He built the first practical reflecting telescope and developed a sophisticated theory of colour based on the observation that a prism separates white light into the colours of the visible spectrum. His work on light was collected in his highly influential book *Opticks*, published in 1704. He formulated an empirical law of cooling, which was the first heat transfer formulation,^{[13]} made the first theoretical calculation of the speed of sound, and introduced the notion of a Newtonian fluid. Furthermore, he made early investigations into electricity,^{[14]}^{[15]} with an idea from his book *Opticks* arguably the beginning of the field theory of the electric force.^{[16]} In addition to his work on calculus, as a mathematician, he contributed to the study of power series, generalised the binomial theorem to non-integer exponents, developed a method for approximating the roots of a function, and classified most of the cubic plane curves.

Newton was a fellow of Trinity College and the second Lucasian Professor of Mathematics at the University of Cambridge.

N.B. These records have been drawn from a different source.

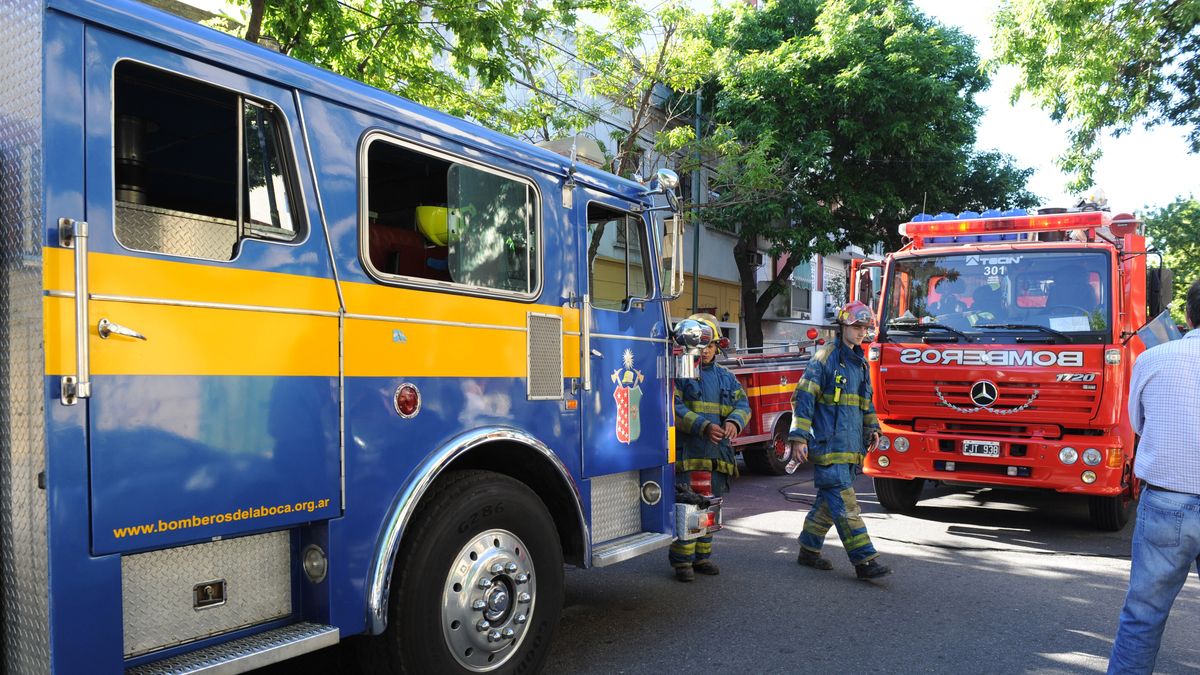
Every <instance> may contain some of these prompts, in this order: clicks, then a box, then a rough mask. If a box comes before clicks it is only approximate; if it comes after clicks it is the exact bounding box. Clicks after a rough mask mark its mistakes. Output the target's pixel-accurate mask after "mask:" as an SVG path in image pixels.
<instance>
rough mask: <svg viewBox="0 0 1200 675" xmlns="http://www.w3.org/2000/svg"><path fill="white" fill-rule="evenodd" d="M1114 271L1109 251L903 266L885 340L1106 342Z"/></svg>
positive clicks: (1030, 254)
mask: <svg viewBox="0 0 1200 675" xmlns="http://www.w3.org/2000/svg"><path fill="white" fill-rule="evenodd" d="M1109 269H1110V261H1109V255H1108V253H1106V252H1103V251H1033V252H1026V251H1006V252H994V253H991V252H990V253H979V252H977V251H964V252H961V253H944V255H935V256H920V257H910V258H899V259H896V261H895V262H894V263H893V265H892V270H890V274H889V279H888V291H887V298H886V300H884V305H883V322H882V324H883V325H881V334H880V339H881V340H882V341H893V342H901V341H910V340H916V339H918V337H917V335H922V336H923V339H924V340H926V341H928V340H930V339H931V337H932V336H934V335H937V339H938V340H949V341H959V340H966V341H988V342H1018V341H1020V342H1037V341H1046V342H1106V341H1108V340H1109V339H1110V333H1111V330H1110V325H1111V300H1110V285H1109ZM935 329H936V330H935Z"/></svg>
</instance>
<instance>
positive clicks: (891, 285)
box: [856, 208, 1170, 530]
mask: <svg viewBox="0 0 1200 675" xmlns="http://www.w3.org/2000/svg"><path fill="white" fill-rule="evenodd" d="M900 233H901V235H904V237H906V238H907V240H908V243H907V244H906V245H905V246H904V247H902V249H901V250H900V251H898V252H894V253H892V255H889V256H888V257H887V258H886V261H883V263H882V264H883V274H882V292H881V293H880V294H878V298H877V300H876V299H875V297H874V293H872V289H871V288H869V287H868V286H866V285H865V283H864V285H859V286H858V288H857V292H858V295H859V298H860V299H864V300H866V301H871V300H875V307H876V309H877V312H878V319H880V321H878V324H880V325H878V335H877V339H876V341H875V342H874V344H872V345H871V346H870V348H869V360H870V364H871V375H872V380H874V386H875V406H876V410H877V411H878V414H880V420H881V425H882V431H883V436H884V438H883V442H882V443H881V444H880V447H878V449H876V450H874V452H871V453H870V454H869V455H868V458H866V460H865V472H866V473H868V474H870V476H872V477H874V480H875V486H876V491H877V494H878V497H880V502H881V503H882V504H883V506H884V507H886V508H888V509H892V510H900V512H904V510H908V509H911V508H912V507H913V506H914V504H916V503H917V501H918V500H919V498H920V492H922V489H923V485H924V483H925V482H926V480H936V482H941V483H946V484H962V485H989V486H997V488H1018V489H1020V488H1026V489H1043V490H1052V491H1056V492H1062V494H1068V495H1080V496H1086V497H1087V498H1088V506H1090V514H1091V520H1092V522H1093V524H1094V525H1096V526H1097V527H1099V528H1102V530H1120V528H1122V527H1123V526H1124V525H1126V522H1127V520H1128V519H1129V515H1130V512H1132V509H1133V506H1134V503H1135V501H1136V498H1138V482H1136V480H1135V477H1134V476H1133V458H1134V454H1135V452H1136V437H1135V435H1134V432H1133V429H1132V428H1130V424H1129V418H1128V413H1127V399H1126V393H1127V390H1128V383H1129V374H1130V370H1132V368H1133V364H1134V360H1135V359H1136V358H1138V354H1139V353H1140V352H1141V351H1142V350H1144V347H1142V345H1141V342H1140V340H1139V339H1138V337H1136V336H1135V334H1136V330H1138V329H1139V328H1141V327H1142V325H1144V324H1145V323H1146V319H1147V315H1148V316H1154V315H1156V313H1157V312H1158V311H1159V310H1160V309H1162V306H1163V305H1164V298H1170V293H1169V291H1168V289H1166V288H1165V287H1166V286H1169V273H1168V271H1166V270H1165V269H1164V268H1162V267H1160V265H1159V267H1158V268H1151V269H1150V270H1148V271H1147V264H1146V257H1147V251H1146V240H1145V237H1144V235H1142V233H1141V228H1140V223H1139V222H1138V221H1136V220H1135V219H1134V217H1133V216H1132V215H1129V214H1121V215H1112V214H1110V213H1109V211H1106V210H1099V209H1096V208H1090V209H1088V210H1064V209H1055V210H1049V209H1045V210H1043V211H1042V213H1025V211H1022V210H1013V211H1004V213H1000V211H985V213H983V214H976V213H964V214H958V215H952V214H942V215H940V216H928V215H924V214H922V216H918V217H917V219H914V220H913V221H912V222H908V223H904V225H901V226H900ZM864 271H865V270H864ZM866 276H868V275H865V274H858V275H856V279H859V277H862V279H863V280H865V279H866ZM1147 312H1148V313H1147Z"/></svg>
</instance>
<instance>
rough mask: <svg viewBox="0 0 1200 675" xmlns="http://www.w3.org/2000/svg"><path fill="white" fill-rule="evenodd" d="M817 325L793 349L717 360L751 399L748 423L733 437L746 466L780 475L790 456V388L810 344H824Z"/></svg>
mask: <svg viewBox="0 0 1200 675" xmlns="http://www.w3.org/2000/svg"><path fill="white" fill-rule="evenodd" d="M818 335H820V333H818V331H817V329H816V328H810V329H809V331H808V340H806V341H802V342H799V344H798V345H797V347H798V350H799V351H796V352H763V353H750V354H746V353H734V354H730V356H727V357H725V358H722V359H721V360H720V364H721V365H724V366H725V368H727V369H728V370H730V372H732V374H733V375H734V376H737V378H738V382H739V383H740V384H742V388H743V389H745V392H746V398H748V399H749V401H750V424H749V425H748V426H746V428H745V429H743V430H742V434H740V435H739V436H738V437H737V438H736V440H734V441H733V447H734V449H736V450H738V452H739V453H742V458H743V459H744V460H745V464H746V467H748V468H751V470H754V471H758V472H761V473H772V474H775V476H781V474H784V473H786V471H785V467H786V466H787V462H788V460H791V459H792V458H791V449H790V448H788V444H787V430H788V428H790V426H791V425H792V392H793V390H794V389H796V383H797V382H799V381H800V376H803V375H804V369H805V368H808V365H809V358H810V357H811V356H812V347H814V346H816V345H823V344H824V339H823V337H818Z"/></svg>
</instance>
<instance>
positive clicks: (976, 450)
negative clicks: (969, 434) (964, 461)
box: [962, 441, 1000, 458]
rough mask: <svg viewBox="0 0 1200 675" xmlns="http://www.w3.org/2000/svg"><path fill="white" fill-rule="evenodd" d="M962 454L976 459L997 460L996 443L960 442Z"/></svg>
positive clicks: (997, 448) (993, 441)
mask: <svg viewBox="0 0 1200 675" xmlns="http://www.w3.org/2000/svg"><path fill="white" fill-rule="evenodd" d="M962 454H965V455H971V456H977V458H998V456H1000V442H998V441H962Z"/></svg>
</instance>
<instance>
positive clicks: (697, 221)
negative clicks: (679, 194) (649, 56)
mask: <svg viewBox="0 0 1200 675" xmlns="http://www.w3.org/2000/svg"><path fill="white" fill-rule="evenodd" d="M702 101H703V98H702V96H701V90H700V89H697V90H696V115H695V118H694V123H695V130H696V168H694V169H691V208H692V209H698V207H700V112H701V102H702ZM692 213H695V214H696V217H695V222H694V223H692V225H694V227H695V228H696V234H695V237H694V239H692V243H691V313H696V312H698V311H700V227H701V225H700V210H694V211H692Z"/></svg>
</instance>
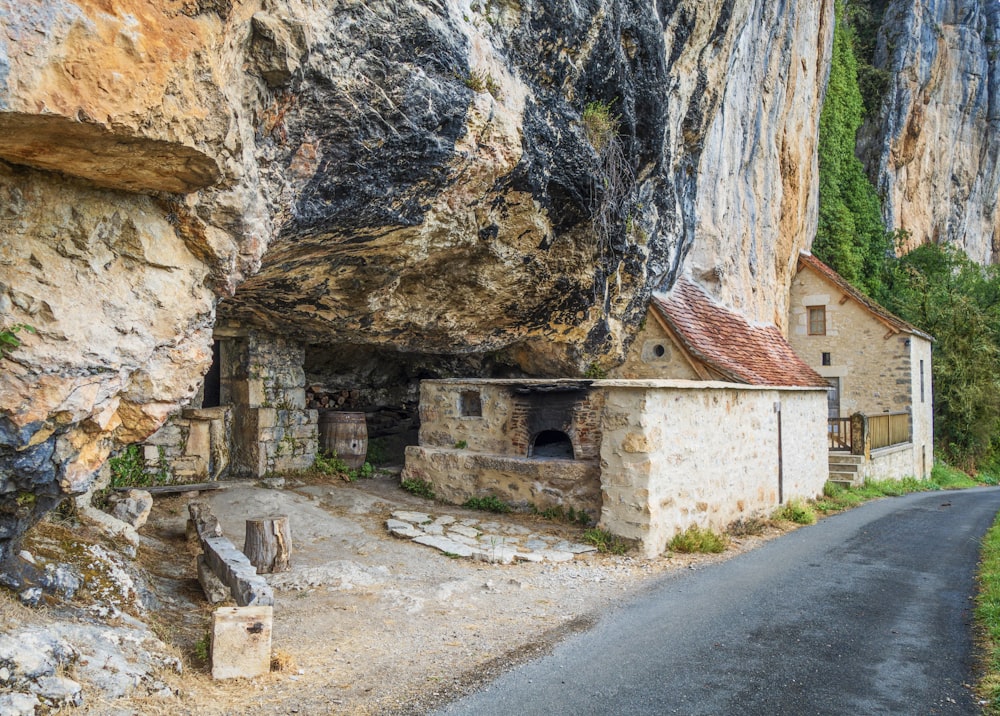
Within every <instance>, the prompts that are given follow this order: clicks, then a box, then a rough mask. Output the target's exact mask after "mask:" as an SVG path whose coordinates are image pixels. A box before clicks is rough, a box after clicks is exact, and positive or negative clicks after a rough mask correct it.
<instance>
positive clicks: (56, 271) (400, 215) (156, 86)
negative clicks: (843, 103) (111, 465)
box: [0, 0, 832, 562]
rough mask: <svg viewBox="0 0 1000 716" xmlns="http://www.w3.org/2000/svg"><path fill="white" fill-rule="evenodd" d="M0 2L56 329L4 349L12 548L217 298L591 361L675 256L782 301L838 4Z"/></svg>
mask: <svg viewBox="0 0 1000 716" xmlns="http://www.w3.org/2000/svg"><path fill="white" fill-rule="evenodd" d="M0 25H2V26H3V28H4V32H2V33H0V197H2V201H0V320H2V321H3V323H4V324H8V325H9V324H11V323H27V324H30V325H33V326H34V327H35V328H36V329H37V334H35V335H29V336H27V337H26V338H25V342H24V345H23V346H22V347H20V348H19V349H17V350H16V351H15V352H14V353H13V354H12V356H11V358H10V359H9V360H7V361H4V363H3V364H2V369H0V562H3V561H4V560H5V559H6V558H7V557H8V556H9V554H10V552H9V550H10V548H11V545H12V544H14V543H15V542H16V537H17V535H18V534H19V533H20V532H21V531H22V530H23V529H24V527H25V526H26V525H28V524H30V523H31V522H32V521H33V520H35V519H37V517H38V516H39V515H40V514H41V513H42V512H43V511H44V510H45V509H48V508H49V507H50V506H51V505H52V504H53V503H54V502H55V501H57V500H58V499H59V498H60V497H61V496H62V495H65V494H68V493H73V492H78V491H80V490H82V489H84V488H85V487H86V485H87V484H88V482H89V480H90V476H91V475H92V474H93V471H94V470H95V469H96V468H97V467H98V466H99V465H100V464H101V462H103V461H104V460H105V459H106V457H107V455H108V454H109V453H110V452H111V451H113V450H115V449H118V448H120V447H121V446H123V445H126V444H128V443H130V442H134V441H136V440H139V439H141V438H143V437H144V436H146V435H148V434H149V433H151V432H152V431H153V430H155V429H156V427H157V426H158V425H159V424H160V423H161V422H162V421H163V419H164V418H165V417H166V416H167V415H168V414H169V413H170V412H171V411H173V410H176V409H177V407H178V406H180V405H182V404H183V403H184V402H185V401H187V400H189V399H190V397H191V396H192V395H193V394H194V393H195V391H196V390H197V387H198V383H199V380H200V377H201V375H202V374H203V373H204V371H205V370H206V369H207V367H208V364H209V361H210V351H209V346H210V340H211V331H212V327H213V325H215V322H216V320H217V314H219V315H221V316H222V317H224V318H225V319H226V320H231V321H242V322H246V323H252V324H255V325H257V326H261V327H264V328H267V329H270V330H272V331H276V332H279V333H281V334H282V335H286V336H290V337H293V338H298V339H300V340H302V341H304V342H308V343H311V344H314V345H318V346H322V345H330V344H338V345H345V344H354V345H356V346H357V345H371V346H375V347H376V348H378V349H379V350H380V351H382V355H385V354H387V352H392V351H396V352H398V353H397V354H398V355H399V356H400V360H401V361H405V360H406V355H407V354H408V353H413V354H420V355H422V356H424V357H426V356H427V355H429V354H439V355H463V354H470V355H471V354H476V355H482V354H485V353H487V352H489V353H490V354H491V355H502V356H503V357H504V358H505V360H506V361H507V362H508V363H513V364H515V365H516V366H517V367H518V369H519V370H521V371H524V372H526V373H531V374H535V375H542V376H545V375H567V374H570V375H572V374H578V373H580V372H582V371H583V370H584V369H585V368H586V367H587V366H588V365H590V364H592V363H597V364H599V365H600V364H603V365H605V366H607V365H610V364H612V363H613V362H614V361H616V360H618V359H620V357H621V356H622V355H623V353H624V348H625V346H626V345H627V343H628V341H629V339H630V337H631V335H632V333H634V329H635V327H636V325H637V323H638V322H639V320H640V319H641V317H642V315H643V313H644V311H645V302H646V299H647V297H648V295H649V292H650V291H651V290H652V289H653V288H656V287H661V288H667V287H669V285H671V283H672V282H673V280H674V279H675V277H676V276H677V275H679V273H681V272H682V271H687V272H689V273H691V274H693V275H694V276H695V277H696V278H697V279H698V280H700V281H701V282H703V283H705V284H706V285H709V286H710V287H711V288H712V289H713V290H714V291H715V292H716V293H718V294H719V295H720V296H721V297H722V298H723V299H724V300H725V301H726V302H728V303H729V304H730V305H733V306H735V307H738V308H741V309H743V310H745V311H746V312H747V313H748V314H750V315H751V316H752V317H754V318H762V319H767V320H772V319H775V318H779V317H780V316H782V315H783V314H784V302H785V295H786V286H787V284H788V279H789V272H790V270H791V268H792V266H793V264H794V260H795V256H796V254H797V252H798V250H799V249H800V248H801V247H802V246H804V245H805V243H806V241H807V239H808V238H809V237H810V236H811V234H812V231H813V227H814V225H815V202H814V198H815V193H816V176H815V158H814V157H815V151H814V147H815V135H816V126H817V122H818V115H819V104H820V99H821V95H822V87H823V84H824V82H825V75H826V70H825V68H826V64H827V58H828V54H829V44H830V32H831V29H832V2H831V1H829V0H826V1H824V2H817V3H772V2H768V1H766V0H701V1H697V2H696V1H695V0H661V1H660V2H657V3H655V4H654V3H648V2H640V1H639V0H590V1H589V2H586V3H567V2H563V1H562V0H520V1H518V0H472V1H471V2H468V1H465V0H449V1H448V2H444V3H438V2H429V1H426V0H424V1H422V2H418V1H417V0H380V1H378V2H337V3H333V2H328V3H323V2H300V1H298V0H266V1H265V0H261V1H260V2H255V1H253V0H248V1H247V2H230V0H155V1H154V0H113V1H111V0H56V1H55V2H52V1H49V0H46V1H44V2H43V1H42V0H0ZM600 105H603V106H605V107H608V106H610V108H611V115H612V116H613V118H614V121H613V122H612V125H613V129H612V131H610V132H604V133H602V132H600V131H597V130H595V127H594V125H593V123H591V122H588V120H587V119H586V118H585V114H588V107H589V108H590V111H591V112H593V110H594V108H595V107H598V106H600ZM220 299H221V303H219V301H220ZM359 355H364V352H363V351H359ZM11 540H14V541H11Z"/></svg>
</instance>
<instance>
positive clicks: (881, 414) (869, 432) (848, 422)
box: [827, 413, 913, 455]
mask: <svg viewBox="0 0 1000 716" xmlns="http://www.w3.org/2000/svg"><path fill="white" fill-rule="evenodd" d="M827 438H828V443H829V447H830V450H849V451H850V452H851V453H853V454H855V455H867V454H868V453H869V452H870V451H871V450H877V449H879V448H883V447H890V446H892V445H901V444H904V443H908V442H910V441H911V440H912V439H913V438H912V429H911V426H910V414H909V413H877V414H875V415H863V414H861V413H855V414H854V415H852V416H851V417H849V418H828V419H827Z"/></svg>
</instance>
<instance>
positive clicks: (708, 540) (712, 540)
mask: <svg viewBox="0 0 1000 716" xmlns="http://www.w3.org/2000/svg"><path fill="white" fill-rule="evenodd" d="M728 545H729V540H727V539H726V537H725V536H724V535H718V534H716V533H715V532H713V531H712V530H709V529H702V528H701V527H698V526H697V525H692V526H691V527H688V528H687V529H686V530H684V531H683V532H681V533H680V534H678V535H674V538H673V539H672V540H670V542H669V544H668V545H667V546H668V547H669V548H670V549H672V550H673V551H674V552H684V553H686V554H691V553H695V552H707V553H710V554H717V553H719V552H724V551H725V550H726V547H727V546H728Z"/></svg>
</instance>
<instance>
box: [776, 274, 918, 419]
mask: <svg viewBox="0 0 1000 716" xmlns="http://www.w3.org/2000/svg"><path fill="white" fill-rule="evenodd" d="M843 296H844V294H843V293H842V292H841V291H840V290H838V289H837V288H836V287H834V286H833V285H832V284H830V283H829V282H827V281H826V280H824V279H822V278H820V277H819V276H817V275H816V274H815V273H813V272H812V271H809V270H805V271H800V272H799V273H798V275H797V276H796V277H795V280H794V281H793V282H792V289H791V295H790V297H789V302H790V304H791V312H790V316H789V326H788V342H789V343H790V344H791V345H792V348H793V349H794V350H795V352H796V353H798V354H799V355H800V356H801V357H802V359H803V360H804V361H805V362H806V363H808V364H809V365H810V366H812V368H813V369H814V370H815V371H816V372H817V373H819V374H820V375H822V376H823V377H824V378H839V379H840V414H841V415H853V414H854V413H866V414H871V413H882V412H899V411H903V410H908V409H909V408H910V405H911V396H910V384H911V380H912V377H911V375H910V336H909V335H907V334H902V333H898V332H895V331H890V329H889V327H888V326H886V324H884V323H882V322H881V321H879V320H877V319H876V318H874V317H873V316H872V314H871V313H870V312H869V311H868V309H866V308H865V307H863V306H861V305H860V304H858V303H857V301H855V300H853V299H847V300H846V301H843V302H842V300H841V299H842V297H843ZM808 306H825V307H826V335H819V336H811V335H809V334H808V320H809V311H808V310H807V307H808ZM823 353H829V354H830V365H823V364H822V363H823Z"/></svg>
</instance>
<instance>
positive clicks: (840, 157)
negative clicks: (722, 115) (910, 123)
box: [812, 4, 892, 295]
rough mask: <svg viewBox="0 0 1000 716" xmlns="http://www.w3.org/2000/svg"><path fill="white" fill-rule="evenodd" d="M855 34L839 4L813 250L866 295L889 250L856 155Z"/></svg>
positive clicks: (819, 161) (887, 255) (856, 128)
mask: <svg viewBox="0 0 1000 716" xmlns="http://www.w3.org/2000/svg"><path fill="white" fill-rule="evenodd" d="M854 42H855V39H854V33H853V30H852V28H851V26H850V25H849V24H848V23H847V22H846V21H845V8H844V5H843V4H838V13H837V24H836V27H835V28H834V36H833V55H832V57H831V60H830V79H829V83H828V84H827V91H826V99H825V101H824V102H823V109H822V112H821V113H820V123H819V148H818V155H819V225H818V226H817V229H816V239H815V241H814V242H813V246H812V251H813V253H814V254H816V256H817V257H819V258H820V259H821V260H823V261H824V262H826V263H827V264H829V265H830V266H832V267H833V268H834V269H835V270H836V271H837V272H838V273H839V274H840V275H841V276H843V277H844V278H845V279H847V280H848V281H849V282H850V283H851V284H853V285H855V286H857V287H858V288H860V289H861V290H862V291H864V292H865V293H868V294H869V295H874V294H877V293H878V292H879V291H880V290H881V288H882V274H883V265H884V264H885V261H886V259H887V257H888V255H889V254H890V253H891V251H892V243H891V240H890V237H889V236H888V235H887V233H886V230H885V224H884V222H883V221H882V206H881V202H880V201H879V197H878V194H877V193H876V191H875V187H874V186H872V183H871V181H869V179H868V177H867V176H866V175H865V171H864V167H863V166H862V164H861V162H860V161H859V160H858V158H857V156H855V145H856V142H857V132H858V129H859V128H860V127H861V122H862V117H863V115H864V103H863V101H862V98H861V90H860V88H859V85H858V61H857V58H856V57H855V54H854Z"/></svg>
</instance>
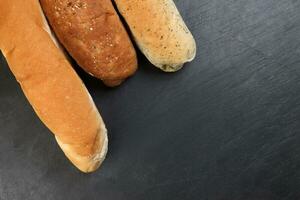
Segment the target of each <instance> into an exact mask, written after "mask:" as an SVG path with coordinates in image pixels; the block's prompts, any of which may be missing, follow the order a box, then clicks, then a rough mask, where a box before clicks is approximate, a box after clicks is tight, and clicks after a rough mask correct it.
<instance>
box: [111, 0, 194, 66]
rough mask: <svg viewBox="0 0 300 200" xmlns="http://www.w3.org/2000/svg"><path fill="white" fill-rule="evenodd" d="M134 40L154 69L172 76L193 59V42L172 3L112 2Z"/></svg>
mask: <svg viewBox="0 0 300 200" xmlns="http://www.w3.org/2000/svg"><path fill="white" fill-rule="evenodd" d="M114 1H115V2H116V5H117V7H118V9H119V11H120V13H121V14H122V15H123V17H124V19H125V21H126V22H127V24H128V26H129V28H130V30H131V32H132V34H133V36H134V39H135V40H136V42H137V44H138V46H139V47H140V49H141V50H142V52H143V53H144V54H145V56H146V57H147V58H148V59H149V60H150V62H152V63H153V64H154V65H155V66H157V67H159V68H161V69H162V70H164V71H168V72H173V71H176V70H178V69H180V68H181V67H182V65H183V64H184V63H186V62H189V61H191V60H193V59H194V57H195V54H196V43H195V40H194V38H193V36H192V34H191V32H190V31H189V29H188V28H187V26H186V25H185V23H184V21H183V20H182V17H181V16H180V14H179V12H178V10H177V8H176V5H175V4H174V2H173V0H114Z"/></svg>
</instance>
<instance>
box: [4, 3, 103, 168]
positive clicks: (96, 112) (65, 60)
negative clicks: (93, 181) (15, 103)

He was a devout but unorthodox Christian who privately rejected the doctrine of the Trinity. He refused to take holy orders in the Church of England, unlike most members of the Cambridge faculty of the day. Beyond his work on the mathematical sciences, Newton dedicated much of his time to the study of alchemy and biblical chronology, but most of his work in those areas remained unpublished until long after his death. Politically and personally tied to the Whig party, Newton served two brief terms as Member of Parliament for the University of Cambridge, in 1689–1690 and 1701–1702. He was knighted by Queen Anne in 1705 and spent the last three decades of his life in London, serving as Warden (1696–1699) and Master (1699–1727) of the Royal Mint, as well as president of the Royal Society (1703–1727).